Gastric Bypass Surgery
- Weight loss is quick and dramatic. People lose an average of 38% of their excess body weight in the first year, and 62% of excess body weight in two years.
- Because weight loss is quick, weight-related health problems such as diabetes, high blood pressure, high cholesterol, arthritis, sleep apnea, and heartburn improve quickly.
- Many people keep most of the weight off for 10 years or longer. After 10 years the average weight loss is 25%.
- Loss of stomach tissue results in a drop in the so-called "hunger hormone" Ghrelin, which helps control appetite.
- Gastric bypass surgery is riskier and is associated with more complications. Although the surgery is generally safe, 10% of people have minor complications. Less than 5% have serious (potentially life-threatening) complications. The risk of death is under 1%.
- The surgery may result in dumping syndrome, which occurs when food moves too quickly through the stomach and intestines. Dumping syndrome can cause shaking, sweating, dizziness, nausea, and severe diarrhea.
- Gastric bypass is generally considered irreversible. The surgery permanently changes how your body digests food.
What Are Typical Risks After Weight Loss Surgery?
Typical risks associated with weight loss surgery include:
- Vomiting from eating too much too quickly and not chewing well.
- Constipation. Mineral oil and other liquid cathartics can help. High-fiber Metamucil and psyllium can cause obstructions and should be avoided.
- Nutritional deficiencies such as anemia, osteoporosis, and metabolic bone disease.

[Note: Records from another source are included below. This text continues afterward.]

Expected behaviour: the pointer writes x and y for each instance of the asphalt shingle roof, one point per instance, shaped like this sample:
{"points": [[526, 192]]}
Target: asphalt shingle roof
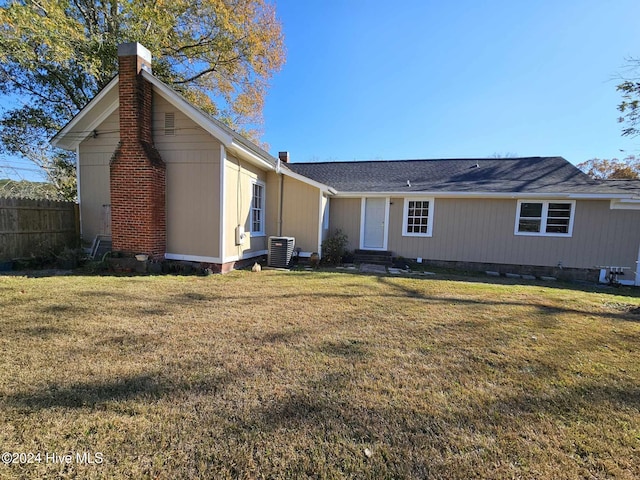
{"points": [[482, 175]]}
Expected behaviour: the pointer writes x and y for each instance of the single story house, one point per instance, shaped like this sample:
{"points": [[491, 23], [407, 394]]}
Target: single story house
{"points": [[161, 177]]}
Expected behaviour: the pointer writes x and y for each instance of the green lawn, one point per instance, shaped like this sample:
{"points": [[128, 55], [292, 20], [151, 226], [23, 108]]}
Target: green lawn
{"points": [[323, 375]]}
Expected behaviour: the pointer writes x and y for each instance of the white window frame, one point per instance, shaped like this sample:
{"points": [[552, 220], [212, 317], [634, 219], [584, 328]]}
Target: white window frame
{"points": [[405, 216], [544, 218], [257, 233]]}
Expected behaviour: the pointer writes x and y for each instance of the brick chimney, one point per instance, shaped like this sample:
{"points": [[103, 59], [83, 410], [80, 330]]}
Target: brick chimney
{"points": [[137, 180]]}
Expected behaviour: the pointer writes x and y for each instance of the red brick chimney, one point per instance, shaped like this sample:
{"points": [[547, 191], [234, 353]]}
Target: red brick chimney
{"points": [[138, 216]]}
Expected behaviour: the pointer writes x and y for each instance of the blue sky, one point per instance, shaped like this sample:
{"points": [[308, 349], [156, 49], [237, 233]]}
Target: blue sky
{"points": [[373, 79], [440, 79]]}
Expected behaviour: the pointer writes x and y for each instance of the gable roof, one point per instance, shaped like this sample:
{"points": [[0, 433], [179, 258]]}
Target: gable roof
{"points": [[106, 102], [476, 176]]}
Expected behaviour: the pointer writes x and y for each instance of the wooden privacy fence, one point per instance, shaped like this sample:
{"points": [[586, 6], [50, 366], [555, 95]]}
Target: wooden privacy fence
{"points": [[31, 228]]}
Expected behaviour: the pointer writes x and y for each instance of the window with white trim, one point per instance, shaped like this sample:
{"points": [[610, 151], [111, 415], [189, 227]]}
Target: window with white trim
{"points": [[257, 208], [417, 220], [545, 218]]}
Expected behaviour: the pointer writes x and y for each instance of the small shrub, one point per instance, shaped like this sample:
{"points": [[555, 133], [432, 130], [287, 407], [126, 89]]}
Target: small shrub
{"points": [[334, 248]]}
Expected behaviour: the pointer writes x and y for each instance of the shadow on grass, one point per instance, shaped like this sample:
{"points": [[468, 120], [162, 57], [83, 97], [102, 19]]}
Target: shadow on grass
{"points": [[89, 394], [625, 312], [145, 387], [41, 331], [355, 349]]}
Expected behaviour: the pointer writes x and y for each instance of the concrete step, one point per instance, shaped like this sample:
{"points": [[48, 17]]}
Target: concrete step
{"points": [[373, 256]]}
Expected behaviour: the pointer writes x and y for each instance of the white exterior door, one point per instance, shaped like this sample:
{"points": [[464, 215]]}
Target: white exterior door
{"points": [[374, 223]]}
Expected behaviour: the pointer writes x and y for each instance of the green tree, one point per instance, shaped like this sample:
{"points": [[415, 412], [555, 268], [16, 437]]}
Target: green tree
{"points": [[628, 168], [55, 55]]}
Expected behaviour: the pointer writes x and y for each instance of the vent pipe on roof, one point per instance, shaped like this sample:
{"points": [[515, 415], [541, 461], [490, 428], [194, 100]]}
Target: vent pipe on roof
{"points": [[283, 156]]}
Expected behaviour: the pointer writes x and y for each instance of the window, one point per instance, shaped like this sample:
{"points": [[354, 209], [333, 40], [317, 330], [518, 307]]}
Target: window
{"points": [[548, 218], [257, 209], [418, 217]]}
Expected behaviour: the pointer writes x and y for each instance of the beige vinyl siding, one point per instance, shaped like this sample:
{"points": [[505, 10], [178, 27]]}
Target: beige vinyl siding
{"points": [[301, 214], [238, 179], [324, 209], [95, 198], [192, 157], [482, 230], [344, 214]]}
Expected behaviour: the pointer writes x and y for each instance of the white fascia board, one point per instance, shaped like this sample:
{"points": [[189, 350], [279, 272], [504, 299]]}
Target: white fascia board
{"points": [[191, 258], [194, 113], [323, 188], [625, 204], [249, 156], [58, 139], [514, 195]]}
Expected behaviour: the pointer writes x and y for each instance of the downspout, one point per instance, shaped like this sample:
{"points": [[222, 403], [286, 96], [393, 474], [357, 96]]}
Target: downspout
{"points": [[281, 203]]}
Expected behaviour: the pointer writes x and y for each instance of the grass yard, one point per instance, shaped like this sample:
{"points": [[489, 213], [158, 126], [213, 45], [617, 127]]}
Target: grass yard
{"points": [[323, 375]]}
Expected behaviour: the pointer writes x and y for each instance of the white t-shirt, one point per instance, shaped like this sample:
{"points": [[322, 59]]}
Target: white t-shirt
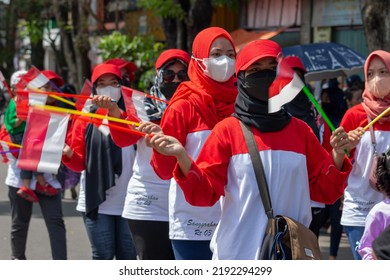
{"points": [[147, 194], [115, 196]]}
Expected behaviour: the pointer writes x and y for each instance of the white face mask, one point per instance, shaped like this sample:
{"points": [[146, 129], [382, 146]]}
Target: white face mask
{"points": [[379, 86], [110, 91], [219, 69]]}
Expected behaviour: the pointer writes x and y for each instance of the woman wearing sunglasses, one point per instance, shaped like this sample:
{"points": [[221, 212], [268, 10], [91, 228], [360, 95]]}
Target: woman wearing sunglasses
{"points": [[146, 203]]}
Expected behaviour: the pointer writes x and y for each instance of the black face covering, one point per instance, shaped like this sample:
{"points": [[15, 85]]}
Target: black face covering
{"points": [[168, 89], [254, 112], [256, 85], [126, 83]]}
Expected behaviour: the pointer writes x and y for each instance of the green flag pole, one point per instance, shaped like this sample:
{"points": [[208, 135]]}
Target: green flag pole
{"points": [[320, 110]]}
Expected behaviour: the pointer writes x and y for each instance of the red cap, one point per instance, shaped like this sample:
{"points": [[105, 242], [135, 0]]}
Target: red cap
{"points": [[53, 77], [171, 54], [295, 62], [121, 63], [256, 50], [105, 68]]}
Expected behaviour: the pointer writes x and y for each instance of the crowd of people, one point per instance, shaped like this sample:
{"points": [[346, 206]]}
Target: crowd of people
{"points": [[181, 186]]}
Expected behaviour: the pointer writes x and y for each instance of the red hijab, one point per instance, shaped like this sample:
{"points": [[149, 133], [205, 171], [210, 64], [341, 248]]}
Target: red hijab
{"points": [[215, 100], [371, 104]]}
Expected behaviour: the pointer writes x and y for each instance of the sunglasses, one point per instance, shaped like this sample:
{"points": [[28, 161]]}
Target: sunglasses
{"points": [[169, 75]]}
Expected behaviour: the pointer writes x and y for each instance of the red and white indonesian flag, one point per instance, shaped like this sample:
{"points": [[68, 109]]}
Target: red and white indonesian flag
{"points": [[43, 141], [286, 86], [31, 81], [135, 103], [2, 80], [6, 156]]}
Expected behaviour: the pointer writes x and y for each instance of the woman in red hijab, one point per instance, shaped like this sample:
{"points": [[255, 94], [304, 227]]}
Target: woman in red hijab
{"points": [[359, 197], [296, 166], [195, 108]]}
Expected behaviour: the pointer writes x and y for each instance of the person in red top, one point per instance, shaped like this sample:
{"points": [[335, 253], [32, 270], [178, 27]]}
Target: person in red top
{"points": [[106, 170], [296, 166], [195, 108], [42, 187], [146, 204]]}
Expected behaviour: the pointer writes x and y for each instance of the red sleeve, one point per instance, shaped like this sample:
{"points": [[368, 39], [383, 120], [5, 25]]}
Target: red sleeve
{"points": [[355, 117], [326, 182], [76, 140], [206, 181], [122, 138], [173, 123], [326, 138]]}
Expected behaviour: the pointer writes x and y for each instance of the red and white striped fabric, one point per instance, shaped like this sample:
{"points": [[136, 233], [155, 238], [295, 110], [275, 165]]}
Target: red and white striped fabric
{"points": [[134, 102], [84, 105], [6, 157], [43, 141], [286, 86]]}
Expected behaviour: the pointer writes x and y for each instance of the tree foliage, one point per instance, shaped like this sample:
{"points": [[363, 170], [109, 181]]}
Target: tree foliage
{"points": [[376, 22], [142, 50]]}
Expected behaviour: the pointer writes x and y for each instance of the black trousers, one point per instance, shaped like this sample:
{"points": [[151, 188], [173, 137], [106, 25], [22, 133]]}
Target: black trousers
{"points": [[151, 240], [21, 211]]}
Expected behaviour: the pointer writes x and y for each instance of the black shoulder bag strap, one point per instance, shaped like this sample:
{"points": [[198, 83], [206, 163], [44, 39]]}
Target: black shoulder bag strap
{"points": [[259, 169]]}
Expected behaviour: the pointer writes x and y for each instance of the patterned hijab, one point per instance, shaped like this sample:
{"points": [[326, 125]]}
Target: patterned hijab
{"points": [[371, 104], [214, 99]]}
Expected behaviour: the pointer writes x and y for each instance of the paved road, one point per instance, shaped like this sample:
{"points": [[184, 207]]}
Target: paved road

As with any surgery, wound infections can occur up to three weeks after surgery. These can be treated with antibiotics, and sometimes require further surgery.
Complications that may develop following weight loss surgery include:
- Gastric prolapse
- Severe scarring of the new stomach pouch
- Excess skin that may need to be removed in an additional surgery
- Hair loss
- Kidney stones
Rare but serious complications include:
- Bleeding in the stool, or black stools.
- Leaks in new connections made by weight loss surgery. These usually occur within five days of surgery.
- Blood clots in the lungs, called pulmonary emboli, occur less than 1% of the time. They are the most common cause of death after weight loss surgery. Blood clots can be prevented with blood thinning medicines and frequent activity.
- Blood clots in the legs, called deep vein thrombosis, or DVT.
How Much Weight Will I Lose After Surgery?
After gastric bypass surgery, people generally lose 61% of excess weight. One long-term follow-up study found that 25% of the excess weight remained off 10 years later.
After gastric banding, people lose on average 47% of their excess weight. About 13% of it remained off 10 years later, according to the long-term study.